In the matched comparison, BCM and FFM were significantly lower in subjects with end-stage renal disease (ESRD). Unadjusted BCM was 4.7 kg lower and FFM was 8.8 kg lower for those with ESRD compared to those without ESRD (p < 0.001, p < 0.001, respectively). Comparison with unmatched controls who underwent 40K analysis also revealed significantly lower BCM (4.1 kg) and FFM (7.7 kg) in the ESRD subjects (p = 0.004). After adjusting for age, height, weight and gender, BCM and FFM were lower by 4.2 and 7.8 kg, respectively (p < 0.001). Repeated observations were available for a subset of ESRD subjects, and the rate of FFM loss over time was significant, with the ESRD subjects demonstrating 2.2 kg per year decline (p = 0.01).
We conclude that among other consequences, muscle wasting indicated by decline in BCM and FFM is a significant concern in the growing emergent dialysis population.

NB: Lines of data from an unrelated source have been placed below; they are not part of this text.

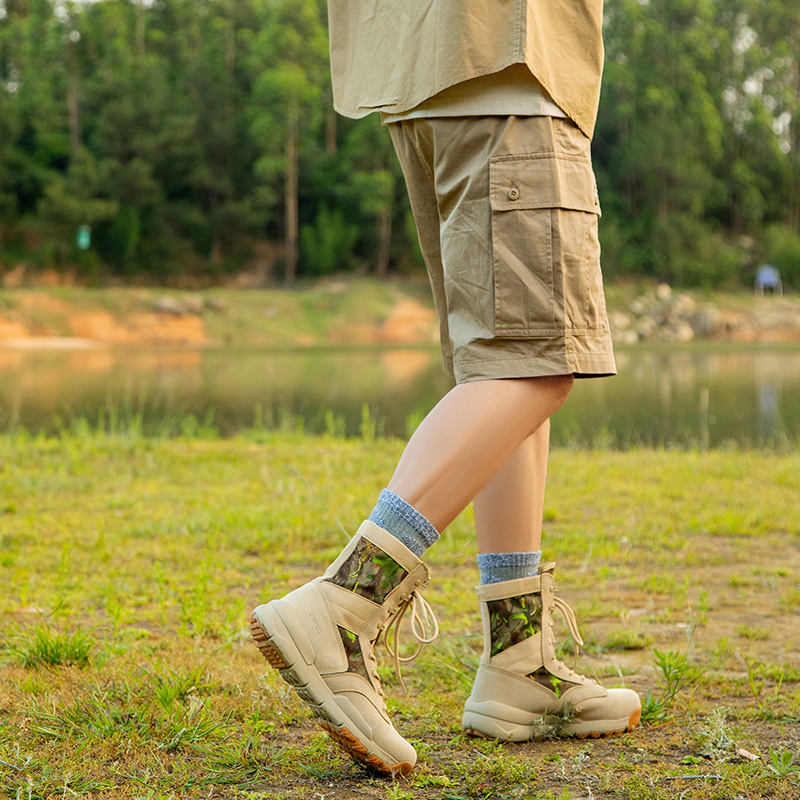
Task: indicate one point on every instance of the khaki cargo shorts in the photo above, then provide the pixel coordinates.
(506, 211)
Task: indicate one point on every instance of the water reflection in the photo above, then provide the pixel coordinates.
(685, 397)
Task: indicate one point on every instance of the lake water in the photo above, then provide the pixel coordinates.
(693, 396)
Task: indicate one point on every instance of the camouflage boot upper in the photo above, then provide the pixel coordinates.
(521, 687)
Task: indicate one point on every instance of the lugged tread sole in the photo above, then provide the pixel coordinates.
(341, 736)
(359, 753)
(632, 723)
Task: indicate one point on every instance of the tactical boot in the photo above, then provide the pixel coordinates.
(322, 637)
(521, 687)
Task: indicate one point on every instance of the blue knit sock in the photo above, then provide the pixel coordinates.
(404, 522)
(497, 567)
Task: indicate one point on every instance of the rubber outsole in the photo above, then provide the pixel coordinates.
(340, 734)
(633, 721)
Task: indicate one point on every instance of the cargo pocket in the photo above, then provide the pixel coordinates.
(544, 232)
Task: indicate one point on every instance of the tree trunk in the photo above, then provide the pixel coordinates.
(330, 132)
(384, 241)
(291, 213)
(73, 103)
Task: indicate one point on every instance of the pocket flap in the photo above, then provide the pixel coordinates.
(543, 181)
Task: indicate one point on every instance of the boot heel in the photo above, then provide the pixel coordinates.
(268, 650)
(486, 727)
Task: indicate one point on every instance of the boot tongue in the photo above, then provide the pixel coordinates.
(370, 572)
(514, 619)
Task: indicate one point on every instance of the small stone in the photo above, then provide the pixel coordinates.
(193, 303)
(663, 292)
(168, 305)
(638, 307)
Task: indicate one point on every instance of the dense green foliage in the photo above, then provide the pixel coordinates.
(199, 137)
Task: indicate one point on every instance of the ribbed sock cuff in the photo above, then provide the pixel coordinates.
(404, 522)
(498, 567)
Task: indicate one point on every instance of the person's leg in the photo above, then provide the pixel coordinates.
(469, 437)
(509, 509)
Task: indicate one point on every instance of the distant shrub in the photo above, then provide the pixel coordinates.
(780, 246)
(327, 245)
(687, 252)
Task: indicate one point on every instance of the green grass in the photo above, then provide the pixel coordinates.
(128, 566)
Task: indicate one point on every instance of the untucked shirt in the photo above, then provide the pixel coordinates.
(393, 55)
(513, 90)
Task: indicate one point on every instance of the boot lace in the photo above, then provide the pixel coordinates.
(423, 625)
(572, 625)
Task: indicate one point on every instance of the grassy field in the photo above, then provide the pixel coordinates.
(128, 566)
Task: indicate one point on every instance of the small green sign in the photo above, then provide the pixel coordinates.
(84, 237)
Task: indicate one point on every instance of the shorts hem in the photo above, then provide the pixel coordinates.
(580, 365)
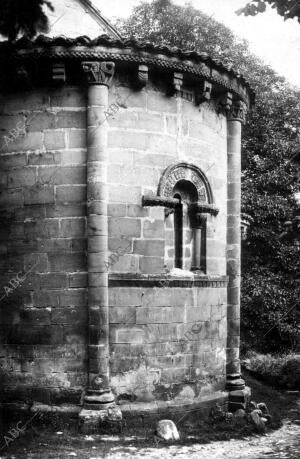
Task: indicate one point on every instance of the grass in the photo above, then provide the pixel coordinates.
(282, 372)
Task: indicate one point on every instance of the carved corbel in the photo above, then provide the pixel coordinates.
(99, 72)
(143, 75)
(238, 112)
(23, 77)
(59, 72)
(176, 84)
(204, 93)
(177, 81)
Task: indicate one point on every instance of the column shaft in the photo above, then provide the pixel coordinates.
(233, 249)
(99, 75)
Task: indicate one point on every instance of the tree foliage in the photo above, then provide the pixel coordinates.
(23, 18)
(289, 9)
(270, 295)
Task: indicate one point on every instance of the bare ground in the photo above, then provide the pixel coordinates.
(199, 439)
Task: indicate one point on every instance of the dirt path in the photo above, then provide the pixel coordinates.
(199, 440)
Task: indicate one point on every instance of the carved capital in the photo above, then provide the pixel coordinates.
(59, 72)
(99, 72)
(204, 94)
(238, 112)
(177, 81)
(143, 75)
(225, 103)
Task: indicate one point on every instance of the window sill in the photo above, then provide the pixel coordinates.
(166, 280)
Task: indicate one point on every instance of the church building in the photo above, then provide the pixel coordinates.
(120, 210)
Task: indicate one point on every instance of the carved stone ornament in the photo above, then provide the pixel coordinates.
(177, 81)
(22, 76)
(238, 112)
(99, 72)
(142, 75)
(152, 201)
(204, 94)
(59, 72)
(203, 208)
(187, 172)
(225, 103)
(198, 219)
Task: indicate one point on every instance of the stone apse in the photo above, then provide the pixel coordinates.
(120, 242)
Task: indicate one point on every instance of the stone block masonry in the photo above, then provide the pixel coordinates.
(43, 208)
(120, 249)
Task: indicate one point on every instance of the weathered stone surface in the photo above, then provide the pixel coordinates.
(257, 421)
(167, 430)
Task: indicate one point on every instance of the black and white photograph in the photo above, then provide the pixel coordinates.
(150, 229)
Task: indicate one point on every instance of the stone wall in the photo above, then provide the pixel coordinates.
(154, 352)
(167, 342)
(152, 132)
(43, 238)
(43, 242)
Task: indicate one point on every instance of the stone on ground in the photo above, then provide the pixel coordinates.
(167, 430)
(257, 421)
(263, 408)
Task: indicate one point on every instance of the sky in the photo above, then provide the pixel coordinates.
(276, 41)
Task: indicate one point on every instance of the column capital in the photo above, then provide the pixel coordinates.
(238, 112)
(100, 73)
(143, 75)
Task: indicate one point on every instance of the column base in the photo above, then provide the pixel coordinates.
(100, 420)
(98, 400)
(239, 399)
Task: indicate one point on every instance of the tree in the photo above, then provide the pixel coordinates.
(269, 180)
(289, 9)
(23, 17)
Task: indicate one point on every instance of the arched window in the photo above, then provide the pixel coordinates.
(186, 226)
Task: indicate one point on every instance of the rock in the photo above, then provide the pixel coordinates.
(263, 408)
(252, 405)
(114, 414)
(257, 421)
(240, 414)
(228, 417)
(268, 417)
(167, 430)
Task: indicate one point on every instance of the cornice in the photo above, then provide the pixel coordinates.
(190, 63)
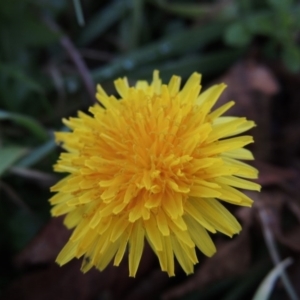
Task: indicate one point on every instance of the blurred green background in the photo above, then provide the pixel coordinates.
(53, 52)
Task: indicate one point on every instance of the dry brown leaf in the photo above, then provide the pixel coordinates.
(252, 86)
(46, 280)
(273, 175)
(46, 245)
(232, 258)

本研究旨在分析接受紧急透析患者的身体成分,并将其身体细胞质量(BCM)和去脂体重(FFM)与正常受试者进行比较。接受间歇性紧急透析治疗患者的护理是一个日益受到关注的公共卫生问题,而该人群中发生的肌肉消耗程度尚不清楚。
我们采用匹配的横断面设计,以确定紧急透析患者与健康正常受试者之间总体钾(BCM和FFM的指标)的差异。我们使用40K计数器研究了22名受试者,该计数器可测量BCM和FFM,并在按性别、身高和体重匹配后将他们与对照组进行比较。
在匹配比较中,终末期肾病(ESRD)患者的BCM和FFM显著较低。与无ESRD的患者相比,ESRD患者未经调整的BCM低4.7 kg,FFM低8.8 kg(分别为p < 0.001,p < 0.001)。与接受40K分析的未匹配对照组相比,ESRD受试者的BCM(4.1 kg)和FFM(7.7 kg)也显著较低(p = 0.004)。在调整年龄、身高、体重和性别后,BCM和FFM分别降低了4.2 kg和7.8 kg(p < 0.001)。对一部分ESRD受试者进行了重复观察,FFM随时间的损失率显著,ESRD受试者每年下降2.2 kg(p = 0.01)。
我们得出结论,在其他后果中,BCM和FFM下降所表明的肌肉消耗是日益增加的紧急透析人群中的一个重大问题。